Model | Local | Individual | Multivariate | Global |
---|---|---|---|---|
Car Parts | 446.966 | 124.398 | 6.175 | 11.325 |
COVID | 203.772 | 32.353 | 8.806 | 8.735 |
Electricity Hourly | 2521.712 | 1685.107 | 240.695 | 11.053 |
Electricity Weekly | 137.398 | 23.509 | 5.501 | 9.339 |
Traffic Hourly | 7098.796 | 13801.659 | 462.455 | 12.987 |
Traffic Weekly | 214.614 | 29.594 | 5.048 | 9.484 |
Table 1 DLinear model total train time in seconds for 100 epochs. Shortest training times are shown in bold
As we can see the global and multivariate configurations train far more quickly than our local configuration or the channel individual setting. In the extreme case the Traffic Hourly dataset takes 3 hours 10 minutes to train with channel individual, but just 12 seconds in the global configuration. Local model configuration is usually the slowest, which I think is to be expected since the sampling and optimisation is done separately for each time series in the dataset.
The fact that there is such a marked difference between Individual and Multivariate proves that performance is dominated by the number of separate matrix calculations that need to be performed and not by the total number of trainable parameters.
Forecast Accuracy
So now let’s turn our attention to how well each configuration performs in terms of forecasting accuracy. Maybe the performance of the local and independent models are so good that they justify the extra computational cost. Table 2 shows the result of the Mean Absolute Scaled Error (MASE) for each configuration on the 6 datasets. The best error for each data set is shown in bold and the second best in underlined.

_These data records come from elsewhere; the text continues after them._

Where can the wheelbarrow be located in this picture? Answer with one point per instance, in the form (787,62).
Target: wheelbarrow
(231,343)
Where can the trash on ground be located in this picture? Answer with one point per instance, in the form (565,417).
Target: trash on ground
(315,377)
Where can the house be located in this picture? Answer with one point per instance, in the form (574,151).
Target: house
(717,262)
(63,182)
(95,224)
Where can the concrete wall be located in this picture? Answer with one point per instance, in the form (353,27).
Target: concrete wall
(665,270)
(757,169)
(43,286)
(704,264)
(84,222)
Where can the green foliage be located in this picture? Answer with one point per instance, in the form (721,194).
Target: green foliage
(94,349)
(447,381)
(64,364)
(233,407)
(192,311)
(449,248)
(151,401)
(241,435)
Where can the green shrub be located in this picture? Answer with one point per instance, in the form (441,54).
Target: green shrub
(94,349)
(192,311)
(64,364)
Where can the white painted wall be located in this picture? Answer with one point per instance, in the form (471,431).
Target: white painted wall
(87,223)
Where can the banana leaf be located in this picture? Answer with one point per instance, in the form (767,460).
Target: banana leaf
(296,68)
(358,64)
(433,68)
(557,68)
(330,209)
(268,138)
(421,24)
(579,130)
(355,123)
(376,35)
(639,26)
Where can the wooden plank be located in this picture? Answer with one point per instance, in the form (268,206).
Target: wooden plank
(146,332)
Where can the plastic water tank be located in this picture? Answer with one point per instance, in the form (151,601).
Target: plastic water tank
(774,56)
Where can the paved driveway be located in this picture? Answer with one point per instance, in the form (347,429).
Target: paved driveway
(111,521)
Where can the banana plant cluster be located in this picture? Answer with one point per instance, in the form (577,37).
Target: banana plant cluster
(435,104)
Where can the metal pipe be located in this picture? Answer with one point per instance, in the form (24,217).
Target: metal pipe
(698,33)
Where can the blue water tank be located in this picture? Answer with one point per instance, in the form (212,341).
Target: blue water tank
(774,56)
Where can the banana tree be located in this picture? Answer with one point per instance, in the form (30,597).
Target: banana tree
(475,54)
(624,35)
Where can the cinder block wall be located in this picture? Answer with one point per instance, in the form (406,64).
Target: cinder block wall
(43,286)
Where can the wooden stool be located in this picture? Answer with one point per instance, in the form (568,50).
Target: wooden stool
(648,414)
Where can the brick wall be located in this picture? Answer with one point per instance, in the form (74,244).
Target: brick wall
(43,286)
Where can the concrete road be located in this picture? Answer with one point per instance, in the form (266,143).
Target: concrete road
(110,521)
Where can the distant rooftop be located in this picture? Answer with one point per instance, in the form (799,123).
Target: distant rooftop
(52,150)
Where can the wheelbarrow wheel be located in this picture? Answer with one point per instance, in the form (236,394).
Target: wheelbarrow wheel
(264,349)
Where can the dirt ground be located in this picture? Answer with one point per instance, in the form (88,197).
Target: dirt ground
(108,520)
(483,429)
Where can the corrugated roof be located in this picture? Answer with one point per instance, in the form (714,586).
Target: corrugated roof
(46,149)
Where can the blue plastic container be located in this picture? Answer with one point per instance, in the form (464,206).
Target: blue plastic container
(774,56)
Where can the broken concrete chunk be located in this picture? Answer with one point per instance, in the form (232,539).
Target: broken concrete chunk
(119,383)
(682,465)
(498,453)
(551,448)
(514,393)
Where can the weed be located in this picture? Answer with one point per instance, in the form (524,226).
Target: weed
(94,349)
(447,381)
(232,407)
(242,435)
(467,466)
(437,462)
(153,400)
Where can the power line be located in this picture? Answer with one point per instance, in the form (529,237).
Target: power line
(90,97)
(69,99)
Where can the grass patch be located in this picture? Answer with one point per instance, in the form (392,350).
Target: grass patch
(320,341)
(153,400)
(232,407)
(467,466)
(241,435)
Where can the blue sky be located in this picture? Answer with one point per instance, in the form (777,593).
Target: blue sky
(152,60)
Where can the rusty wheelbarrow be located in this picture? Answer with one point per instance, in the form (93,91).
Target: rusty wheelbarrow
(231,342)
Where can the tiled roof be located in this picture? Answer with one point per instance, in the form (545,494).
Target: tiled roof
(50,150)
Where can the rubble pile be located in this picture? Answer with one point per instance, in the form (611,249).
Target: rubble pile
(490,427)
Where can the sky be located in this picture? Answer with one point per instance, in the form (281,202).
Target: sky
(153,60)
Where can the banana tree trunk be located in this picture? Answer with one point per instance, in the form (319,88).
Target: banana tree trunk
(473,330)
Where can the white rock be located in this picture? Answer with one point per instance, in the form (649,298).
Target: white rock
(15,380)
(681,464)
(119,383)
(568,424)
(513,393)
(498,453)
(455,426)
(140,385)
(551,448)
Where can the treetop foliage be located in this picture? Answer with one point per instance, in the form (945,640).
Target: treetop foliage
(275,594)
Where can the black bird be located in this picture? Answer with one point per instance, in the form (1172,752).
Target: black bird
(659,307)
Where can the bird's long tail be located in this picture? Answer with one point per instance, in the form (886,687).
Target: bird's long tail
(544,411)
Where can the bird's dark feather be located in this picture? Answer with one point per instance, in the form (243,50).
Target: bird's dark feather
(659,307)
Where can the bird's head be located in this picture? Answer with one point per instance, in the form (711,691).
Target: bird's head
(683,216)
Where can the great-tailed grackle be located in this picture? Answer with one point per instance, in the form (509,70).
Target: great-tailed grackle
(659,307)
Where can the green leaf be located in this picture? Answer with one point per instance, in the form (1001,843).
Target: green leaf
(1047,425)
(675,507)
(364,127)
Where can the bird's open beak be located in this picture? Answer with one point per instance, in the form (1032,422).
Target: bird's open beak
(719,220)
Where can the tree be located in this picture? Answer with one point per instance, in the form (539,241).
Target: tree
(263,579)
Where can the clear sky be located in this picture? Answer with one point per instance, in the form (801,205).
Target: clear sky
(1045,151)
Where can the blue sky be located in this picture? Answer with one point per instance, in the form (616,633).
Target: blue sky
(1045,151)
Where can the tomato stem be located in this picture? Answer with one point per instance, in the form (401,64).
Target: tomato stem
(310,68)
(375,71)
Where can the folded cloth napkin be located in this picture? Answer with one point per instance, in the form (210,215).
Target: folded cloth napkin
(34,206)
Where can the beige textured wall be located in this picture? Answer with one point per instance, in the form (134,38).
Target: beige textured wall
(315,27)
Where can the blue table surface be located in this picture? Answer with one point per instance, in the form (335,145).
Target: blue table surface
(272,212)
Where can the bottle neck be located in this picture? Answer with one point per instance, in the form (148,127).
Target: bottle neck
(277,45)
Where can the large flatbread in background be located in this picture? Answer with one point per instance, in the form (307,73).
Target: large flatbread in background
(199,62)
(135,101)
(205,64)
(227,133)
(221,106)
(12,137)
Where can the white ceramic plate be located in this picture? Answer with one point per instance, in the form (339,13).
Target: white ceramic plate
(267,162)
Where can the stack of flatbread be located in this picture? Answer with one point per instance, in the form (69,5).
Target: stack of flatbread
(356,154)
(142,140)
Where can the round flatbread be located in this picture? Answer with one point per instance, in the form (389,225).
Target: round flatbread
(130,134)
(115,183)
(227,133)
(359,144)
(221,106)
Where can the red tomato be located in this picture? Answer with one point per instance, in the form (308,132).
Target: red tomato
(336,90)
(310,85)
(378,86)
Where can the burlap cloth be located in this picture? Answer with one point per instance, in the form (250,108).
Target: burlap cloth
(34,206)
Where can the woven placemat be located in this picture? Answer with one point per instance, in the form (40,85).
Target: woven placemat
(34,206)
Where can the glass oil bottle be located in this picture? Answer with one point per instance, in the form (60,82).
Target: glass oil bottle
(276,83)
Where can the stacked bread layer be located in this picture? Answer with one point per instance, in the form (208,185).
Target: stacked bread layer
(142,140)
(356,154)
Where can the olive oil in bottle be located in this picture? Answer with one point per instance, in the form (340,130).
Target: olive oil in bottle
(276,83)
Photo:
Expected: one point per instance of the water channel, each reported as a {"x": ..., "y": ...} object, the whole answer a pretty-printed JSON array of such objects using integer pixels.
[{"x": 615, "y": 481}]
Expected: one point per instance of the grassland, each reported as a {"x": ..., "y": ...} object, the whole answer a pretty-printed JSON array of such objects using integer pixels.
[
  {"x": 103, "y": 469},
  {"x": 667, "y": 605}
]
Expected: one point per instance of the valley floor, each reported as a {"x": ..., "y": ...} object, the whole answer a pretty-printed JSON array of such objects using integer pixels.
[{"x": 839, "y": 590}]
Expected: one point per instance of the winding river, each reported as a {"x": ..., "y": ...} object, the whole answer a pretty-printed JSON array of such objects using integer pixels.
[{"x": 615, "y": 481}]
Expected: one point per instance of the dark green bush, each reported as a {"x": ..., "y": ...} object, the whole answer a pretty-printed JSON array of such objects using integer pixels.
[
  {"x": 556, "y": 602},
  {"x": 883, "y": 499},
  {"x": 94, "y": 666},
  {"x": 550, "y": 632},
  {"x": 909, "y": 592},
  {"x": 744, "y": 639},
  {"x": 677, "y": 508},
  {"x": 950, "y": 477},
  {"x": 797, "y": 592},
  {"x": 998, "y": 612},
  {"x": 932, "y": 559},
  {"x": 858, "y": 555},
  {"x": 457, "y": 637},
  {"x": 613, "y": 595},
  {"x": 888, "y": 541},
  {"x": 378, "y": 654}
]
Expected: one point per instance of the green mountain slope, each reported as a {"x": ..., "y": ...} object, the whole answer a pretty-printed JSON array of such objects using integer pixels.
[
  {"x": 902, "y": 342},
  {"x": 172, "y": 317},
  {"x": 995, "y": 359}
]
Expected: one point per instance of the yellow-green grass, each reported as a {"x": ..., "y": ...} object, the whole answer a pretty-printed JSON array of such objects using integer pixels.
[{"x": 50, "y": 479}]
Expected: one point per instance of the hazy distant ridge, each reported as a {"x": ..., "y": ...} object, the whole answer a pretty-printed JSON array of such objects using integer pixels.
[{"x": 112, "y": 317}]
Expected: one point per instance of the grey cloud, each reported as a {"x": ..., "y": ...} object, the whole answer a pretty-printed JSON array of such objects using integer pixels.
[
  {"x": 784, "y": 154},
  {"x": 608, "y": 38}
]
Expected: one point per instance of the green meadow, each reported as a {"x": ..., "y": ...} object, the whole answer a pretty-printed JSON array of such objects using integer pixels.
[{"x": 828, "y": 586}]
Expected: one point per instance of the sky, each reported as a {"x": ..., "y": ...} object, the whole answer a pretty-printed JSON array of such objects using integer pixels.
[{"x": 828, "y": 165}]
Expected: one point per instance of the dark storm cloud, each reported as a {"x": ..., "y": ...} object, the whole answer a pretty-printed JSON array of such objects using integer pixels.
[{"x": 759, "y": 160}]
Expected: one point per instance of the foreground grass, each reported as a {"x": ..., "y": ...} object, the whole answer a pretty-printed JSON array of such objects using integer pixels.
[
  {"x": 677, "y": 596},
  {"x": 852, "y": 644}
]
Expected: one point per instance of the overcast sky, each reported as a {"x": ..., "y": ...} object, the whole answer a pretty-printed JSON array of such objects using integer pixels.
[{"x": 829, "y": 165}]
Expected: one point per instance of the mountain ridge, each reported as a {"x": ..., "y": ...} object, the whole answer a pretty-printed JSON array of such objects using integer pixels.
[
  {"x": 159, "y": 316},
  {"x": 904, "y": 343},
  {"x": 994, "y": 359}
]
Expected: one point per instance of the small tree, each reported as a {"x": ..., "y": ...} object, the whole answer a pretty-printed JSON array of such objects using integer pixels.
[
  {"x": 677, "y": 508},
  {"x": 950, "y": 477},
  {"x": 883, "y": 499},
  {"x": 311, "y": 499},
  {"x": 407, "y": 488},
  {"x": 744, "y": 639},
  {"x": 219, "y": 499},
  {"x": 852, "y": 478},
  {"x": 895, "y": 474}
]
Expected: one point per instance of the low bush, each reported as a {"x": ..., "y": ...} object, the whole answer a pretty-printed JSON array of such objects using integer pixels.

Model | Local | Individual | Multivariate | Global |
---|---|---|---|---|
Car parts | 1.271 | 1.403 | 0.752 | 0.747 |
Covid deaths | 9.354 | 9.200 | 5.601 | 5.974 |
Electricity hourly | 1.881 | 1.883 | 1.880 | 2.012 |
Electricity weekly | 1.049 | 1.096 | 0.780 | 0.827 |
Traffic hourly | 0.965 | 0.968 | 0.923 | 0.918 |
Traffic weekly | 1.454 | 1.487 | 1.096 | 1.130 |
Table 2 MASE for each configuration tested. The best error is shown in bold
Now I think these results are very interesting. Firstly note how similar the results are between Local and Individual which I think gives some credence to my claim that the Individual configuration is essentially a local model. Secondly and more surprisingly there also seems to be a similar relationship in performance between the Multivariate and the Global configurations. For example the two best performing configurations for Car parts are Multivariate and Global both with a MASE of ~0.75 and Local and Individual have similar errors of ~1.3 and ~1.4 respectively.
Discussion
Now just a reminder here, that this Global setting is not something that has even been discussed in the paper, so I don’t think this is a configuration that the authors have even considered. Nevertheless the Global and Multivariate configurations both seem to be on a par with each other (at least on these datasets). So what could be going on here? The common link between the Global and Multivariate configurations is that they are both trained on multiple datasets in a single model where the weights are shared. Clearly the characteristics of some datasets (ie Car Parts, Covid, Electricity Weekly and Traffic Weekly) lend themselves to the transfer of information between time series, but it challenges the notion that the only way (or maybe best way) to exploit the relationships between time series is to use a multivariate model. These results seem to suggest some evidence that for these Linear models information can be shared using univariate or multivariate methods to a similar effect. In fact given that Global univariate models are generally more scalable (due to them having fewer parameters) and don’t require a dataset where all the time series share a common time span, and where the input always has to contain all the time series in the dataset I think the case for just using a global model is quite compelling. And if you’re thinking well it’s just specific to DLinear, well the NLinear model shows a similar pattern of behaviour. Now whether this holds for the long forecast horizon that these models were designed for is another question, but I think it’s worth exploring further.